Amateur: A True Story About What Makes a Man by Thomas Page McBee

Amateur: A True Story About What Makes a Man by Thomas Page McBee

Author:Thomas Page McBee [McBee, Thomas Page]
Language: eng
Format: azw3
Publisher: Scribner
Published: 2018-08-13T16:00:00+00:00

What If I Fail?

* * *

The qualifying spar took place at the very edge of winter. If I couldn’t win, I told myself, as I walked through Chinatown early on Sunday morning, at least I wouldn’t die.

I knew I was of particular focus: I started late, trained less, sparred next to not at all, switched coaches the week before, and was matched at the last minute with a guy who had at least ten pounds on me. Danny reminded me, daily, that my only job was to “put on a good show.” But we both knew that if I couldn’t hold my own, I wouldn’t be cleared to fight.

When I arrived, Haymakers had shut Church’s down, so the regulars were gone. It was just us charity guys in our fancy gear, half-jacked and mostly male. Guys bounced on the balls of their feet. A lot of fighters talked cheerfully to their opponents, and coaches shot the shit along the walls, hanging back and watching.

Eric arrived and I made a split-second assessment: He was definitely heavier than me, though shorter, which meant I probably had better reach—an advantage. We both sported beards, and he wore a backward baseball cap. In contrast to the jovial mood, he sat by himself in stony silence. I, meanwhile, tried not to look as scared as I felt.

The vibe was strange, as most of the fighters seemed to struggle with the masculine expectation that required they both not take things too seriously (the “civilized” take: “It’s a charity match!”) and that they prove to the other guy how serious they really were.

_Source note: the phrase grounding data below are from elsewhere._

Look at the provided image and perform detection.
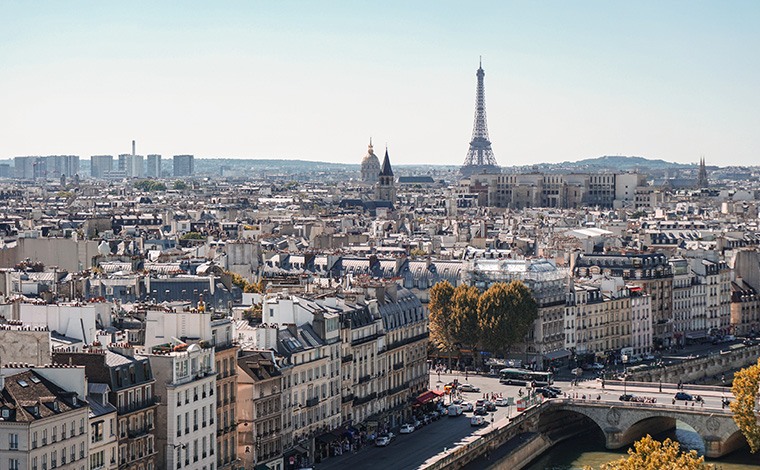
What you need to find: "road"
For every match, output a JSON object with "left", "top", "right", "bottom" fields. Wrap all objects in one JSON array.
[{"left": 317, "top": 369, "right": 734, "bottom": 470}]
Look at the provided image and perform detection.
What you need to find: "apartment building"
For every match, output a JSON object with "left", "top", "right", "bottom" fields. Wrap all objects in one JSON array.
[
  {"left": 0, "top": 368, "right": 90, "bottom": 470},
  {"left": 87, "top": 384, "right": 119, "bottom": 470},
  {"left": 212, "top": 317, "right": 240, "bottom": 470},
  {"left": 141, "top": 342, "right": 216, "bottom": 470},
  {"left": 237, "top": 350, "right": 283, "bottom": 470},
  {"left": 52, "top": 349, "right": 158, "bottom": 470},
  {"left": 574, "top": 253, "right": 673, "bottom": 349}
]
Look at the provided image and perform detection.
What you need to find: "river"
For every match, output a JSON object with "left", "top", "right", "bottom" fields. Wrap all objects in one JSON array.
[{"left": 520, "top": 422, "right": 760, "bottom": 470}]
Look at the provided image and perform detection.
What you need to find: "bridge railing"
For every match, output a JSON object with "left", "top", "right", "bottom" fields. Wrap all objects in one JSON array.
[
  {"left": 604, "top": 379, "right": 733, "bottom": 394},
  {"left": 554, "top": 397, "right": 736, "bottom": 416}
]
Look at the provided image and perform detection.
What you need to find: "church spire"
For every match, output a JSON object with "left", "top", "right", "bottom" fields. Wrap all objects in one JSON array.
[{"left": 697, "top": 156, "right": 708, "bottom": 188}]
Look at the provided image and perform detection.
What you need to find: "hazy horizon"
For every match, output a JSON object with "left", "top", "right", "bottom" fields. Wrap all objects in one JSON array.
[{"left": 2, "top": 1, "right": 758, "bottom": 166}]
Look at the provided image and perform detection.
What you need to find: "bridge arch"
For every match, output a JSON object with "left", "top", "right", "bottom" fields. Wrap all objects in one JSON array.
[
  {"left": 543, "top": 401, "right": 743, "bottom": 458},
  {"left": 536, "top": 406, "right": 605, "bottom": 444}
]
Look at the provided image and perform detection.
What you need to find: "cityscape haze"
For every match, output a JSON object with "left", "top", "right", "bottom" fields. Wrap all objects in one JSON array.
[{"left": 1, "top": 1, "right": 759, "bottom": 166}]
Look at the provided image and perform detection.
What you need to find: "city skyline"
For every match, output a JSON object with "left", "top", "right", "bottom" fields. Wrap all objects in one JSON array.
[{"left": 1, "top": 1, "right": 759, "bottom": 167}]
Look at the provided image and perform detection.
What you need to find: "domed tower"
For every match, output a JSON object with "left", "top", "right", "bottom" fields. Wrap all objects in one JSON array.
[{"left": 361, "top": 139, "right": 381, "bottom": 184}]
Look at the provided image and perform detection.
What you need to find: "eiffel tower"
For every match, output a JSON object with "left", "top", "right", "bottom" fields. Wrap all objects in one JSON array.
[{"left": 460, "top": 59, "right": 501, "bottom": 178}]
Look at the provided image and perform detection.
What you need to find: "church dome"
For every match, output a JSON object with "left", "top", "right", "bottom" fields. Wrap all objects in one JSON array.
[{"left": 361, "top": 140, "right": 381, "bottom": 184}]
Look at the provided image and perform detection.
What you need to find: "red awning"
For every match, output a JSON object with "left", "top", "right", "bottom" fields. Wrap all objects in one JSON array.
[{"left": 416, "top": 390, "right": 444, "bottom": 404}]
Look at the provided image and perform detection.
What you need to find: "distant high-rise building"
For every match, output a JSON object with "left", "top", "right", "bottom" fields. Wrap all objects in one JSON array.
[
  {"left": 118, "top": 154, "right": 144, "bottom": 178},
  {"left": 147, "top": 154, "right": 162, "bottom": 178},
  {"left": 14, "top": 156, "right": 38, "bottom": 179},
  {"left": 91, "top": 155, "right": 114, "bottom": 178},
  {"left": 173, "top": 154, "right": 194, "bottom": 177},
  {"left": 13, "top": 155, "right": 79, "bottom": 179},
  {"left": 460, "top": 59, "right": 500, "bottom": 178},
  {"left": 45, "top": 155, "right": 79, "bottom": 178}
]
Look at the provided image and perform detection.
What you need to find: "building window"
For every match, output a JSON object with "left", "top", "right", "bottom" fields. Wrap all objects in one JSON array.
[
  {"left": 9, "top": 459, "right": 18, "bottom": 470},
  {"left": 9, "top": 433, "right": 18, "bottom": 450}
]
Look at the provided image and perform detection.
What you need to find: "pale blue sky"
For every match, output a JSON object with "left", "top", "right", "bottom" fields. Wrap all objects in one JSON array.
[{"left": 1, "top": 1, "right": 758, "bottom": 166}]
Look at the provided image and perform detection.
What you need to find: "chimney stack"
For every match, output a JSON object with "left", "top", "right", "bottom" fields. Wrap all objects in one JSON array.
[{"left": 132, "top": 140, "right": 136, "bottom": 156}]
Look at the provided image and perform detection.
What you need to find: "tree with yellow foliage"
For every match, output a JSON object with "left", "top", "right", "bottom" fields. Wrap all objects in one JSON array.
[
  {"left": 730, "top": 358, "right": 760, "bottom": 453},
  {"left": 584, "top": 435, "right": 713, "bottom": 470}
]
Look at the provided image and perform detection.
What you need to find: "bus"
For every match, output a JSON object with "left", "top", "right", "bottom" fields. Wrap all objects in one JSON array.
[{"left": 499, "top": 368, "right": 553, "bottom": 386}]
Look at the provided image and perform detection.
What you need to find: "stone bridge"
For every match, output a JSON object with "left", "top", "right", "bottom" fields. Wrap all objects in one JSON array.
[{"left": 539, "top": 399, "right": 745, "bottom": 458}]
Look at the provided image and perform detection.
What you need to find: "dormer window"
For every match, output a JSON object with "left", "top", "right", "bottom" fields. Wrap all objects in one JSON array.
[
  {"left": 52, "top": 401, "right": 59, "bottom": 412},
  {"left": 1, "top": 408, "right": 9, "bottom": 419}
]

Errol was also there, looking more somber than the rest of them, with Larissa. When he texted me to ask what he’d done wrong, I was sorry for the casual way I’d told him I’d found a new coach. It didn’t cross my mind that I was, effectively, firing him, and I hadn’t even had the decency to tell him why.

I was surprised at my own thoughtlessness, and the foreboding I felt seeing him. I’d assumed, as I’d been trained to, that he’d shake it off. He was a guy, wasn’t he?

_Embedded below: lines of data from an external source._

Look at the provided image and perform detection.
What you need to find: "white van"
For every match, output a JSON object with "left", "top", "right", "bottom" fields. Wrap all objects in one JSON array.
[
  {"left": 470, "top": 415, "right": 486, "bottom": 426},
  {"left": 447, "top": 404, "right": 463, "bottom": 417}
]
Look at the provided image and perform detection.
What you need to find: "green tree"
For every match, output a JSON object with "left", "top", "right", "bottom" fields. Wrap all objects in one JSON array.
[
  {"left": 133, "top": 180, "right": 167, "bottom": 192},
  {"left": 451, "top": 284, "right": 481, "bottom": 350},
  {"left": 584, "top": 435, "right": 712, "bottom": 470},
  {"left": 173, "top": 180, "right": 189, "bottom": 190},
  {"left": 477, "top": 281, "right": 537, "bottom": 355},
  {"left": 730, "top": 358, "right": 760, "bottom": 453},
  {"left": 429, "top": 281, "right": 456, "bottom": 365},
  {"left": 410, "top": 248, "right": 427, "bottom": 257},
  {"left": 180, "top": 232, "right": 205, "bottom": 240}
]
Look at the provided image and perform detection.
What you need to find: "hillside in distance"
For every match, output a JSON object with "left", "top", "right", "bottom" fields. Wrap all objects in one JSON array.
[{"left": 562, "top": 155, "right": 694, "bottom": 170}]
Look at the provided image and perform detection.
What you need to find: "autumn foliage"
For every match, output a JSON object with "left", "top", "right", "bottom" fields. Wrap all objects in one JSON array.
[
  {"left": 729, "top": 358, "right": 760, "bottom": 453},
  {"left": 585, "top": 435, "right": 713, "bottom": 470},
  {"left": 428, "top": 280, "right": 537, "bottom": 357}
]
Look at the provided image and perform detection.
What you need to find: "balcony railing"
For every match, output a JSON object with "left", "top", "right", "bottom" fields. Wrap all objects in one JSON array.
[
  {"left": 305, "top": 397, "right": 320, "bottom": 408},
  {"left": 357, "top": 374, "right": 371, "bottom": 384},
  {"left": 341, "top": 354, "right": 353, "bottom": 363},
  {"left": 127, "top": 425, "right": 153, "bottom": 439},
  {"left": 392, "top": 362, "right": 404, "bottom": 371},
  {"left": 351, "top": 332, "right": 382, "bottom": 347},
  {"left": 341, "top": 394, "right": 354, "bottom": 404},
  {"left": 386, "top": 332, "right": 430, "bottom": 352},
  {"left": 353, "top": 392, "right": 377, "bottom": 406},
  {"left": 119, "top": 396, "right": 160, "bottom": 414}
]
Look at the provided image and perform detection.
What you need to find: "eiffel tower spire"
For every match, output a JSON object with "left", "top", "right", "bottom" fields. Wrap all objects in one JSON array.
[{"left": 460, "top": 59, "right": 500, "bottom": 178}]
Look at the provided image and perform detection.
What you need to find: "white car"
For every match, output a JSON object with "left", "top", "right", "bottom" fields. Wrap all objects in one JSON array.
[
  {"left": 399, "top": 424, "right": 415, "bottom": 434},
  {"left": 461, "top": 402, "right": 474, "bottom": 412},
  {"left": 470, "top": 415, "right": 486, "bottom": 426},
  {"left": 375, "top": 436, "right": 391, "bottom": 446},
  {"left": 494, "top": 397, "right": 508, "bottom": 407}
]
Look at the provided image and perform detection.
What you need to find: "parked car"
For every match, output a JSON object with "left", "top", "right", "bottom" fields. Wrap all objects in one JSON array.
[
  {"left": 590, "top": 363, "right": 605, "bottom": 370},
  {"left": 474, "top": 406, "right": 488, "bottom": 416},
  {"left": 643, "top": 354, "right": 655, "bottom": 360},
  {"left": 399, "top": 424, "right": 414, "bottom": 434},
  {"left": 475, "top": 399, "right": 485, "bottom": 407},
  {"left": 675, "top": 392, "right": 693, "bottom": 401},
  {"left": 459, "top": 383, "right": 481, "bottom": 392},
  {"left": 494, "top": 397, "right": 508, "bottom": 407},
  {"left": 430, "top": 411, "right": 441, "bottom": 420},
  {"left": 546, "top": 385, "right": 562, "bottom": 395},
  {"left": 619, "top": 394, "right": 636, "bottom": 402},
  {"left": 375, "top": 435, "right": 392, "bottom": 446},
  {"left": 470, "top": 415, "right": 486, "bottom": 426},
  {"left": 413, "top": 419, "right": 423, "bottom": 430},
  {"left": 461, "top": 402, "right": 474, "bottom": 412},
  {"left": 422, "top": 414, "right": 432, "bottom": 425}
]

But I could see, in his striving and perfectionism, the way he also did not quite belong. He’d been hard on me, but not unkind: he’d called me “champ” and checked on me when I was sick. He was even, when I’d dropped him, arranging a sparring session with a coach at a different gym, no easy task. It was easy to tell myself a story about how he’d let me down because he didn’t see me, but that wasn’t quite true.

Watching him huddled up with Larissa reminded me of the moment after our core drills, a week before our last training session, when Errol stopped me on my way to the locker room.

“If I was a bit of an asshole just now, I’m sorry,” he said. “I had a tough day.”

I’d been so stunned, I hadn’t responded. I could count on one hand how often a man had apologized to me, for anything.